Went to the PO to see if our forwarded mail was in yet. Queued for ages. There was one man at the counter, giving advice to a couple who were mailing something and needed help. He dithered about for at least fifteen minutes with them. The other two visible staff were vacuum cleaning and passing back and forth from a back room, but not serving. Eventually, when the queue had grown to several people, one deigned to come to the counter. She told us the parcel pickup was at another location. It would have been useful if the PO had a sign or notice to that effect displayed somewhere. Bloody poor service.

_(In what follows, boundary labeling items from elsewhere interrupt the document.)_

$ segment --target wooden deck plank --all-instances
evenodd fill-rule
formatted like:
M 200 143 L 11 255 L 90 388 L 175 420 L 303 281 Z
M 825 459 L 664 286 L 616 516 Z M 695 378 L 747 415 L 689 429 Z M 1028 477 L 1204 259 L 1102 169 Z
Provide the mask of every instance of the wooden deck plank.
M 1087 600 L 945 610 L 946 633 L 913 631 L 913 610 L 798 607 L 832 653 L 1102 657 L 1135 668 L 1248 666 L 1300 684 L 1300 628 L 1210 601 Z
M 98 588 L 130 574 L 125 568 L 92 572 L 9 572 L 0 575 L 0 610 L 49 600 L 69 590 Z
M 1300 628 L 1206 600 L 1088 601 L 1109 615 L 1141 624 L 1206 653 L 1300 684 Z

Drove to the parcel pickup place, a couple of blocks away. No mail parcel. Staff said that an Express Mail parcel, sent from Vic late last week, would not get here until at least tomorrow, and probably Wednesday. Wonder how long an ordinary parcel would take?

Back to camp.

This park was so busy. I was not surprised, because of its high standard. The word must get around. The new arrivals started coming in about 10am – from other places in town? Or from the free camp out on the highway? From early afternoon until after 4pm, there were queues at the check in. The drive in lane dedicated to those booking in could take about four or five rigs, but sometimes there were another four or five out in the road. All the powered sites always seemed to be full by night.

Cloud came in later in the afternoon. Looked like there might be a storm brewing, but it dissipated.

Tea was sausages (nice ones from our freezer), mash, wombok coleslaw.